A man who damaged the personal car of a police officer he blamed for the death of his cousin in a multiple fatality crash in East End last year was sentenced Wednesday to 90 hours of community service.
Elvert Mark McFarlane was also ordered to pay $1,425 compensation within three months and to complete the community service within the next year. All of the vehicle’s windows had been smashed with a cement block the day after the fatal East End accident.
Mr. McFarlane earlier pleaded guilty to damaging the car of the officer who, he believed, was “indirectly responsible for the death of a relative,” senior Crown Counsel Candia James said.
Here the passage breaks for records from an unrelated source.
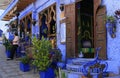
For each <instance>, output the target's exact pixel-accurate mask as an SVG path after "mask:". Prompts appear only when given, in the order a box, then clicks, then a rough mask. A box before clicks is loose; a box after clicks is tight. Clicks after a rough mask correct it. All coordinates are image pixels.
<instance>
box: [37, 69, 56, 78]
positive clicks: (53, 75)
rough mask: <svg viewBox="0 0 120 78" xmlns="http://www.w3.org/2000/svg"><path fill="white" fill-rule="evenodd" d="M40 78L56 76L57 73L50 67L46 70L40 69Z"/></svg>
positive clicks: (48, 77)
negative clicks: (44, 70) (49, 67)
mask: <svg viewBox="0 0 120 78" xmlns="http://www.w3.org/2000/svg"><path fill="white" fill-rule="evenodd" d="M39 74H40V78H55V73H54V70H53V69H52V68H48V69H47V70H46V71H40V72H39Z"/></svg>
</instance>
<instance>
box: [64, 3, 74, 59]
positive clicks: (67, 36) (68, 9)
mask: <svg viewBox="0 0 120 78" xmlns="http://www.w3.org/2000/svg"><path fill="white" fill-rule="evenodd" d="M65 17H66V56H67V58H71V57H75V55H76V54H75V52H76V49H75V48H76V45H75V42H76V40H75V39H76V38H75V37H76V36H75V35H76V33H75V32H76V31H75V30H76V27H75V3H73V4H69V5H65Z"/></svg>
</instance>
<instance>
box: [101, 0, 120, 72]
mask: <svg viewBox="0 0 120 78" xmlns="http://www.w3.org/2000/svg"><path fill="white" fill-rule="evenodd" d="M102 4H103V5H105V6H106V9H107V15H112V16H114V15H115V14H114V12H115V10H118V9H120V0H103V3H102ZM119 22H120V20H117V24H116V26H117V32H116V38H111V36H110V34H109V33H108V31H107V55H108V64H109V66H108V71H113V72H114V73H117V74H118V73H120V23H119Z"/></svg>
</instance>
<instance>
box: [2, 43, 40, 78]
mask: <svg viewBox="0 0 120 78" xmlns="http://www.w3.org/2000/svg"><path fill="white" fill-rule="evenodd" d="M0 78H39V74H38V72H36V73H34V71H33V70H31V71H29V72H22V71H20V69H19V61H18V60H16V59H14V60H9V61H7V60H6V55H5V47H4V46H2V45H0Z"/></svg>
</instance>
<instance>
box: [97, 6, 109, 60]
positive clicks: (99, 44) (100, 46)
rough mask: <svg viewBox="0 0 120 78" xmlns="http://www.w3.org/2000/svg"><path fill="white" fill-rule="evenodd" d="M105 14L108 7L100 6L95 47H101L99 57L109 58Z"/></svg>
mask: <svg viewBox="0 0 120 78" xmlns="http://www.w3.org/2000/svg"><path fill="white" fill-rule="evenodd" d="M105 15H106V8H105V7H99V8H98V11H97V15H96V27H95V32H96V33H95V36H96V37H95V47H101V50H100V52H99V59H107V52H106V27H105Z"/></svg>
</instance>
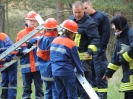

The relative was involved in a motor vehicle accident, she explained, but “there is nothing to suggest the officer did anything to cause the accident.”
Shortly after the damage occurred, police released a statement to the effect that the constable had been the initial responder to a two-car accident in which four people died on May 2, 2017, and police believed he was retaliated against the next day by a family member of one of the crash victims who blamed the officer for “chasing” a Honda Accord involved in the wreck.
Ms. James handed up to Magistrate Grace Donalds photographs of the damage and a copy of the defendant’s previous convictions.
Defense attorney Jonathon Hughes said the offense was an unsavory incident that Mr. McFarlane now regretted. The circumstances were quite traumatic for him because his cousin had just passed away, the attorney explained. They had been close and had just been out fishing. When Mr. McFarlane came upon the scene of the crash, it had an emotional impact on him, Mr. Hughes said.
A social inquiry report indicated that the damage was an isolated incident, fueled by grief and loss. Mr. Hughes referred to other aspects of the defendant’s background. He was 30 at the time of the offense, but previous to that his last conviction was in 2013. “He has been making genuine efforts to stay out of trouble,” the attorney said.
The magistrate warned Mr. McFarlane that if the compensation is not paid through the courts office within three months, he would have to serve two months in default.
A charge of causing harassment, alarm or distress was left on file.